We talk a lot in the brand world about brand strategy, brand vision, brand planning and brand imaging. But in all of this discussion we are missing the critical component of customer context. To best understand we must ask this simple question and be prepared to answer it:
What is the mood of my brand?
When you ask this, you should be thinking about how your customers would react to this query. They are the one’s that have the best idea of what mood your brand creates. As an example, while your brand may evoke a mood of aspiration, your customers may think your brand evokes a feeling of commitment. Those are very different moods and your intent may not be translating to people based on the communications methods you are using.
I think it’s important to ask and answer this question because the world brands are moving into is one of feelings and experiences. Take Spotify for example. When I power up the app it welcomes me with music I may want to listen to based on context. This context serves me up sounds based on my mood. Uptempo in morning as I prepare for the gym…downtempo at night as my day ends. Spotify is synchronized to my lifestyle and the context that shape my experiences and moods. So again, think about what mood your brand represents. Then go and answer that question like it is your customer mission.
If you are having trouble getting started, here’s two simple exercises. First, open a blank Word document. List 10 of your favorite brands. Then next to each note the mood you believe they evoke. Don’t consider what mood the brand is trying to evoke. What have you learned? Moods are not something rooted in data science but in pure emotion. If you are to set a proper emotional direction for your brand they must be considered and integrated with the ways you bring your brand to life. The data you collect moving forward will determine if that truly is your North Star. Emotions and instincts are necessary to complete this exercise based on small nuggets of data you have about your brand.
Creating a mood board for your brand is another valuable exercise. As Susan Goodwin points out, “It’s worth regularly standing back to have a look at the elements of your brand and how they are represented visually, and if that representation accurately reflects who you are and what you do.” Further, mood boards can be a source of inspiration and give you the clarity you need to keep your brand customer-centric in the moments of customer contact.

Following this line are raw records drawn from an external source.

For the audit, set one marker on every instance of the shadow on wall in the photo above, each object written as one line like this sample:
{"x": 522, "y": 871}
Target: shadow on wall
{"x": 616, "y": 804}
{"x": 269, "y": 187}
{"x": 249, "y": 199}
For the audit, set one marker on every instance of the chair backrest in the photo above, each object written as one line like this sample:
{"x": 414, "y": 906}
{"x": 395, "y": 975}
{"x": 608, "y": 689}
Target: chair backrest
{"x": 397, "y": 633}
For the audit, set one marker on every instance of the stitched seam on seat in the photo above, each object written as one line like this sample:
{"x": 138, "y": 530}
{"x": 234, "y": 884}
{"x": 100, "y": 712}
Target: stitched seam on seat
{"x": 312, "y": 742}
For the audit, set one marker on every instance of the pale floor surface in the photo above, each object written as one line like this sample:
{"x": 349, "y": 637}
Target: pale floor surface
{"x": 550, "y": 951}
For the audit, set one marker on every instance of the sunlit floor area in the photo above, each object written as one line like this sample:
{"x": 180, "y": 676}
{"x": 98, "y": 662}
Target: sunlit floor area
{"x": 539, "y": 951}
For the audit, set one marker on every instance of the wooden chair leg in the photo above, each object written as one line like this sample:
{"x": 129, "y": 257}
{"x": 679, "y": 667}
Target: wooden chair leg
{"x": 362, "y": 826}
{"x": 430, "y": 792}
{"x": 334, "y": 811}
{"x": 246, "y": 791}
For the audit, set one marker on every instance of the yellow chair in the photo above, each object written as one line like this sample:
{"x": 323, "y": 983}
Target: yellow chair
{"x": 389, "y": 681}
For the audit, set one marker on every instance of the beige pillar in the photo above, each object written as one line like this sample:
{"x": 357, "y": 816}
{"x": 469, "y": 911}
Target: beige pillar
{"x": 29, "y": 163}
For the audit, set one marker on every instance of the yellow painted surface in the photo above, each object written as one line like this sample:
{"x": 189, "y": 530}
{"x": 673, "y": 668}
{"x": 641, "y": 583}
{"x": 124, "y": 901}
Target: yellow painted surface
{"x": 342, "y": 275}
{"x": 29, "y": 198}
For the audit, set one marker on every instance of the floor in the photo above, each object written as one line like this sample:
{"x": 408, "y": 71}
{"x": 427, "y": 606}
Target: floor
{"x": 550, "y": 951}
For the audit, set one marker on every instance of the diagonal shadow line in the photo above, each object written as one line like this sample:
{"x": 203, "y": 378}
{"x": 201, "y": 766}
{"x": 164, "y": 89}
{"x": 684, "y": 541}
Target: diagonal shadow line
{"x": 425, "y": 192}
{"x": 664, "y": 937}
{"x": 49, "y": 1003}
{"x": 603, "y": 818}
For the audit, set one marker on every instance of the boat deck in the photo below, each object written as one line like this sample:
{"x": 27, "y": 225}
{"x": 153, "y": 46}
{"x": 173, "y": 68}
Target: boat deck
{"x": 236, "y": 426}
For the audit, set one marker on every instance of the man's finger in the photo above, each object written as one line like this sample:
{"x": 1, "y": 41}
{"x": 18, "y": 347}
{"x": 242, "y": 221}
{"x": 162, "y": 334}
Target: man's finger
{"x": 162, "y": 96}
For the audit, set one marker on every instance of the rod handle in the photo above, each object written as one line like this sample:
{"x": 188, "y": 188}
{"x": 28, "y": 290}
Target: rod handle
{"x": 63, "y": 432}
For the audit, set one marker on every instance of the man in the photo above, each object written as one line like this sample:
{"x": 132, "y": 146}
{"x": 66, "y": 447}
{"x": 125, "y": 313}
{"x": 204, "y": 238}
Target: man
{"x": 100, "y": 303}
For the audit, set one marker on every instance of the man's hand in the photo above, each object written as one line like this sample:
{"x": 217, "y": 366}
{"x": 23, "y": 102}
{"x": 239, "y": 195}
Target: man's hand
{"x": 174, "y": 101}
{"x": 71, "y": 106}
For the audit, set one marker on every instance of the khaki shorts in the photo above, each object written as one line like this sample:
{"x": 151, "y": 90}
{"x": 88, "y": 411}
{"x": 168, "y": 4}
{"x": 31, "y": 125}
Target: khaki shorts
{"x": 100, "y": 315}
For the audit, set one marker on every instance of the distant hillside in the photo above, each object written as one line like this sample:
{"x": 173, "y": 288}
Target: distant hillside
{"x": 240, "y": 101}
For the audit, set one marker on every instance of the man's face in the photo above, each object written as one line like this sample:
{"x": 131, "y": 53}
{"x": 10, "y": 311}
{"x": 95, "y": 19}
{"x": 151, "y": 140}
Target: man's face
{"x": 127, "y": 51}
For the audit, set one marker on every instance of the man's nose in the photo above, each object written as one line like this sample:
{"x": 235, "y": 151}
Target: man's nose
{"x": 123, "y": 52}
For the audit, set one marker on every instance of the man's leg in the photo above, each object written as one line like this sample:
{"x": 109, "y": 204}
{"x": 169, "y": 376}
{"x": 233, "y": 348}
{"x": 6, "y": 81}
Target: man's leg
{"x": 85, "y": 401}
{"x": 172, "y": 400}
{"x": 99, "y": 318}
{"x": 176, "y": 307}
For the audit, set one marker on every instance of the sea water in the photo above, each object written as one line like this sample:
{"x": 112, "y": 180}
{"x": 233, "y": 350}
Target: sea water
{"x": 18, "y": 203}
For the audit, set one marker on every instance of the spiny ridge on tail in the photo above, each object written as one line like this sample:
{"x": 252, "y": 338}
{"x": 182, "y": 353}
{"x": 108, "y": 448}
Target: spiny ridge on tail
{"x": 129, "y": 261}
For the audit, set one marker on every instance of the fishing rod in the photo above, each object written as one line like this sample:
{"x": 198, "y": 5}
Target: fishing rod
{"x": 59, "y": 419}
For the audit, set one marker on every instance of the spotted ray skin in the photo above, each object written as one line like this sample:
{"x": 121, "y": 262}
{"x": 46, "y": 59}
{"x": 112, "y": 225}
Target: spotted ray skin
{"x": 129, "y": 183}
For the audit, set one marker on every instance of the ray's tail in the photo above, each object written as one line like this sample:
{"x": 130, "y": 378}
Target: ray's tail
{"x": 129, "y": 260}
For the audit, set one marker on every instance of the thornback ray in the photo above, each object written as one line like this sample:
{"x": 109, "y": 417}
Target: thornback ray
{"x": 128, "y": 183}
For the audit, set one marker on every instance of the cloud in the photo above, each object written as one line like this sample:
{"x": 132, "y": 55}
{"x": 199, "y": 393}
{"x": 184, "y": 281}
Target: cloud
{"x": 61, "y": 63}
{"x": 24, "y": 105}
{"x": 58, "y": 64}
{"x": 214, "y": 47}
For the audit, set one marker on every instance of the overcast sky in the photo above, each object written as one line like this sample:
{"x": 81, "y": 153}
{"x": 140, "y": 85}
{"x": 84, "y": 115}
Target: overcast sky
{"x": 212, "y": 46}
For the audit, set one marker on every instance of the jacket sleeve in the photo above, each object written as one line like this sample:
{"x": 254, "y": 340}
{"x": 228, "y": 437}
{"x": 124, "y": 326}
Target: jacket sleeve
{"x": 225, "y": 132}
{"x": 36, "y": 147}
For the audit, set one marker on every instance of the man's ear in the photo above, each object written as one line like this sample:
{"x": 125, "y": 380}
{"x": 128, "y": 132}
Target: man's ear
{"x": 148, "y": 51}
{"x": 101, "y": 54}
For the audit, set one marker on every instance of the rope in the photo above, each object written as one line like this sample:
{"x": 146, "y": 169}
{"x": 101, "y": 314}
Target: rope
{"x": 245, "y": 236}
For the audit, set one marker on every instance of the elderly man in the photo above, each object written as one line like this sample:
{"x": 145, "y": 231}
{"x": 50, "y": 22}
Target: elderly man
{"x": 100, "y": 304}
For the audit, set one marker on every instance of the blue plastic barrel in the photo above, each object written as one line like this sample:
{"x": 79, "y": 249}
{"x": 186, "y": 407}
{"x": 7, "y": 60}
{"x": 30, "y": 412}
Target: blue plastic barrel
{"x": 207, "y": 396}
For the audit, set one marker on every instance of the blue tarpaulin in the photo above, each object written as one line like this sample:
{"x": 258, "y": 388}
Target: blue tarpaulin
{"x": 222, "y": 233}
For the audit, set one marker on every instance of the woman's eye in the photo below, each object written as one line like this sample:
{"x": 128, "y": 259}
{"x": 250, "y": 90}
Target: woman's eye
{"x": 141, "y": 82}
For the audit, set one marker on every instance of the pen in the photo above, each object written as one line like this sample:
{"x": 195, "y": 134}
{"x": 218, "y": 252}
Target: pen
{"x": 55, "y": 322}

If you think mood doesn’t matter, think again. Moods are a huge determining factor in the decision-making process. People in a bad mood, even if they are loyal to your brand, may simply be turned off because of the mood they are feeling. Don’t take this topic lightly and don’t label it as some new age approach. This is your brands future and this needs to be asked and answered to tap into the feelings of those that matter most. Vanity metrics and data will never give you the full picture required to make a true connection.